Week 152: How Annandale Went Out, by Edwin Arlington Robinson

A poem first published more than a century ago, in 1910, but still topical given the ongoing debate on assisted dying, and the recent decision of our MPs that cats and dogs may be put out of their misery but human beings must, like Shakespeare’s Gloucester, be tied to the stake and stand the course.

How Annandale Went Out

‘They called it Annandale – and I was there
To flourish, to find words, and to attend:
Liar, physician, hypocrite, and friend,
I watched him; and the sight was not so fair
As one or two that I have seen elsewhere:
An apparatus not for me to mend –
A wreck, with hell between him and the end,
Remained of Annandale; and I was there.

I knew the ruin as I knew the man;
So put the two together, if you can,
Remembering the worst you know of me.
Now view yourself, as I was, on the spot –
With a slight kind of engine. Do you see?
Like this?… You wouldn’t hang me? I thought not’.

Edwin Arlington Robinson

Week 151: I have run, played, climbed…, by Molly Holden

It seems I have known too many women die before their time: a schoolmate, a friend at work, a sister-in-law, and most recently a neighbour at only thirty-two, leaving a daughter of four. I think of them when I read this poem, that balances so finely gratitude for life and grief at leaving it.

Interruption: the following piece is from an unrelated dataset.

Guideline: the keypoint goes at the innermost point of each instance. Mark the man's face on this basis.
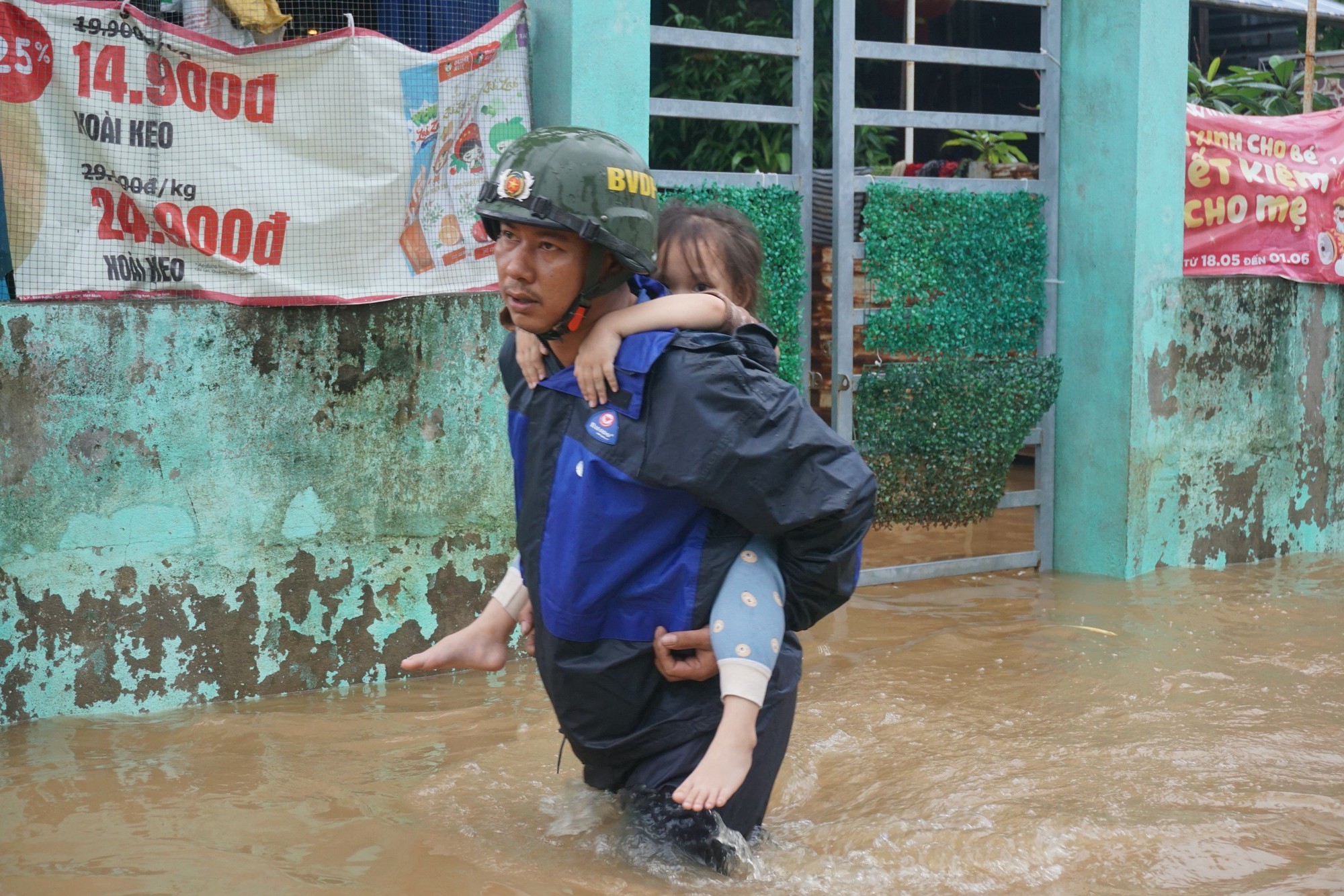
(541, 273)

I have run, played, climbed…

I have run, played, climbed,
made love, given birth,
cooked, washed, devised a home,
planted seeds in earth.

What more could a woman want
than such a life without tears?
Only to see it continue
more years, more years.

Molly Holden

Week 150: From ‘The Reverse of the Medal’ by Patrick O’Brian

This passage is for me one of the high points in Patrick O’Brian’s meticulously crafted and inexhaustibly readable Aubrey-Maturin series of naval adventures set in Napoleonic times. The naval captain Jack Aubrey, as a result of a rather naïve trust in the British justice system of the time, has been sentenced to the stocks despite the best efforts of his friend Stephen Maturin, ship’s doctor and spy. Jack’s enemies are hoping, via hired bravos, to compound the indignity of the stocks by the infliction of serious injury, but the men with whom he has served over the years have quite other ideas. The passage is a perfect example of the narrative device which Tolkien, in his classic essay ‘On Fairy-stories’, calls ‘eucatastrophe’. 

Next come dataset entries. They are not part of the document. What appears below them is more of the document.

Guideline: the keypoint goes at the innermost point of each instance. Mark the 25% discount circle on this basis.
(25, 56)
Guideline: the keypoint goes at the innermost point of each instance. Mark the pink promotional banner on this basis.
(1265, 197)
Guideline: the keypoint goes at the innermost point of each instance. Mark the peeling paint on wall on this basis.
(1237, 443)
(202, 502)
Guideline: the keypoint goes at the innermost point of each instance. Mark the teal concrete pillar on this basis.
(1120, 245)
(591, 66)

Jack was led out of the dark room into the strong light, and as they guided him up the steps he could see nothing for the glare. ‘Your head here, sir, if you please,’ said the sheriff’s man in a low, nervous, conciliating voice ‘and your hands just here’.

The man was slowly fumbling with the bolt, hinge and staple, and as Jack stood there with his hands in the lower half-rounds, his sight cleared: he saw that the broad street was filled with silent, attentive men, some in long togs, some in shore-going rig, but all perfectly recognizable as seamen. And officers, by the dozen. Babbington was there, immediately in front of the pillory, facing him with his hat off, and Pullings, Stephen of course, Mowett, Dundas… He nodded to them, with almost no change in his iron expression, and his eye moved on: Parker, Rowan, Williamson, Hervey… and men from long, long ago, men he could scarcely name, lieutenants and commanders putting their promotions at risk, midshipmen and master’s mates their commission, warrant officers their advancement.

‘The head a trifle forward, if you please, sir,’ murmured the sheriff’s man, and the upper half of the wooden frame came down, imprisoning his defenceless face. He heard the click of the bolt and then in the dead silence a strong voice cry ‘Off hats’. With one movement hundreds of broad-brimmed tarpaulin-covered hats flew off and the cheering began, the fierce full-throated cheering he had so often heard in battle.

Patrick O’Brian

Week 149: Beyond Decoration, by P.J.Kavanagh

I was sad to hear of the death last week of the poet P.J.Kavanagh. I met Patrick once briefly at a poetry gathering when he read out one of my poems. I was hoping to see him afterwards to tell him how much I liked many of his own poems, but he had disappeared outside to catch up with the cricket on the radio and I thought he wouldn’t thank me for interrupting a Test Match at a possibly critical moment just to witter about poetry. So in lieu of that missed opportunity here is one of his that I would surely have cited, a poem of grief and epiphany, disarming in its vulnerable sincerity. 

Beyond Decoration

Stalled, in the middle of a rented room,
The couple who own it quarrelling in the yard
Outside, about which shade of Snowcem
They should use. (From the bed I’d heard
Her say she liked me in my dressing-gown
And heard her husband’s grunt of irritation.
Some ladies like sad men who are alone.)
But I am stalled, and sad is not the word.
Go out I cannot, nor can I stay in.
Becalmed mid-carpet, breathless, on the road
To nowhere and the road has petered out.

This was twenty years ago, and bad as that.
I must have moved at last, for I knelt down,
Which I had not before, nor thought I should.
It would not be exact to say I prayed;
What for? The one I wanted there was dead.
All I could do was kneel and so I did.
At once I entered dark so vast and warm
I wondered it could fit inside the room
When I looked round. The road I had to walk down
Was still there. From that moment it was mean
Beyond my strength to doubt what I had seen:
A heat at the heart of dark, so plainly shown,
A bowl, of two cupped hands, in which a pain
That filled a room could be engulfed and drown
And yet, for truth is in the bowl, remain…

Today I thought it time to write this down
Beyond decoration, humble, in plain rhyme,
As clear as I could, and as truthful, which I have done.